Attributes Developed

C - Cognitive/analytical

K - Subject knowledge

T - Transferable skills

P - Professional/Practical skills

Methods of Teaching / Learning

The learning and teaching strategy is designed to provide:


  • A comprehensive introduction to Python with a focus on giving students the experience in implementing Python codes for problem solving in mathematics.

  • Experience in programming in Python to tackle problems in data science, to enhance students’ digital capabilities and employability.

  • Practical experience in analysing data to extract valuable information, to enhance student resourcefulness and resilience.



The learning and teaching methods include:


  • A flipped classroom approach, with videos prepared in advance that cover the theoretical background on the topics. This will allow for opportunities of lively discussion on how theoretical ideas can be implemented in practical situations.

  • 2 x 1 hour computer laboratories per week x 11 weeks. This will include discussions on the content of the video lectures and their applications through practical programming exercises.

  • Assessed coursework to give students practical experience of implementing techniques covered in lectures and lab sessions in an extended piece of work.

  • Several pieces of unassessed coursework to give students experience of using techniques introduced in the module and to receive formative feedback.

  • Laboratories may be recorded.
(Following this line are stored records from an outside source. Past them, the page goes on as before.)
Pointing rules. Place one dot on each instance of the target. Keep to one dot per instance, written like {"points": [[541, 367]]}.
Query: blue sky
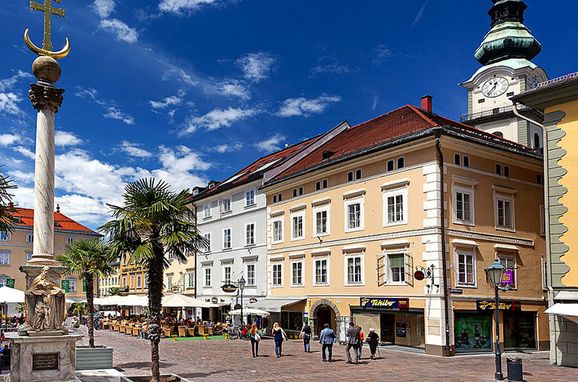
{"points": [[191, 90]]}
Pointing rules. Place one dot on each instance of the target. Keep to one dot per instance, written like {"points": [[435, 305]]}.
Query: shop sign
{"points": [[485, 305], [384, 303]]}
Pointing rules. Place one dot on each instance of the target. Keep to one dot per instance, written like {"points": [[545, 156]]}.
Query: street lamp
{"points": [[242, 283], [495, 274]]}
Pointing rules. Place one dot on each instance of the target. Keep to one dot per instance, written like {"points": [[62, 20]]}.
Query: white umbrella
{"points": [[182, 301], [11, 295], [249, 312]]}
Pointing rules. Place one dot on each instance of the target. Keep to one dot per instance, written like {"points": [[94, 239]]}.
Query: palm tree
{"points": [[153, 223], [7, 219], [89, 260]]}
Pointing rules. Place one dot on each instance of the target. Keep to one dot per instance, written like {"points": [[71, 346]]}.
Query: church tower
{"points": [[505, 53]]}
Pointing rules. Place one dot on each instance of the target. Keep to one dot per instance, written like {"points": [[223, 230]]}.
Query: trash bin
{"points": [[515, 369]]}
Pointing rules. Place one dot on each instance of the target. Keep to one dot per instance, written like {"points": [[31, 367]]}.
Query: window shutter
{"points": [[408, 268], [381, 269]]}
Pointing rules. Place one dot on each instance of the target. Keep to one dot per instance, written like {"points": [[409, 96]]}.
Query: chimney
{"points": [[427, 104]]}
Laboratory recordings are intended to give students the opportunity to review parts of the session that they might not have understood fully and should not be seen as an alternative to attendance at lab sessions.


Indicated Lecture Hours (which may also include seminars, tutorials, workshops and other contact time) are approximate and may include in-class tests where one or more of these are an assessment on the module. In-class tests are scheduled/organised separately to taught content and will be published on to student personal timetables, where they apply to taken modules, as soon as they are finalised by central administration. This will usually be after the initial publication of the teaching timetable for the relevant semester.

Reading list

https://readinglists.surrey.ac.uk
Upon accessing the reading list, please search for the module using the module code: MATM063

Other information

The School of Mathematics and Physics is committed to developing graduates with strengths in Digital Capabilities, Employability, Global and Cultural Capabilities, Resourcefulness and Resilience and Sustainability. This module is designed to allow students to develop knowledge, skills, and capabilities in the following areas:

Digital Capabilities: This foundational maths for data science module teaches students to use computer to solve mathematical problems. This involves learning to programming and learning to apply these skills to solve technical problems. Students also gain experience in programming with Python.

Employability: The ability to draw meaning from large data sets is currently an area that is in high demand in industry. This module teaches the mathematical foundations to allow students to work with large and complex real-world datasets. These skills are highly valuable to employers.

Global and Cultural Capabilities: Mathematics is a global language and the tools and languages used on this module can be used internationally. This module allows students to develop skills that will allow them to reason about and develop applications with global reach and collaborate with their peers around the world.

Resourcefulness and Resilience: This module involves practical problem-solving skills that teach a student how to work with complex and unstructured data sets. The foundational maths taught in this can be applied to a wide range of different scenarios, giving students new techniques for solving problems.

Sustainability: The data analysis skills learned in MATM063 equip students with the skills to analyse data on resource consumption, emissions, and environmental impact, facilitating the development of sustainable practices. Thus, this module plays a role in creating a more sustainable future.

Please note that the information detailed within this record is accurate at the time of publishing and may be subject to change. This record contains information for the most up to date version of the programme / module for the 2024/5 academic year.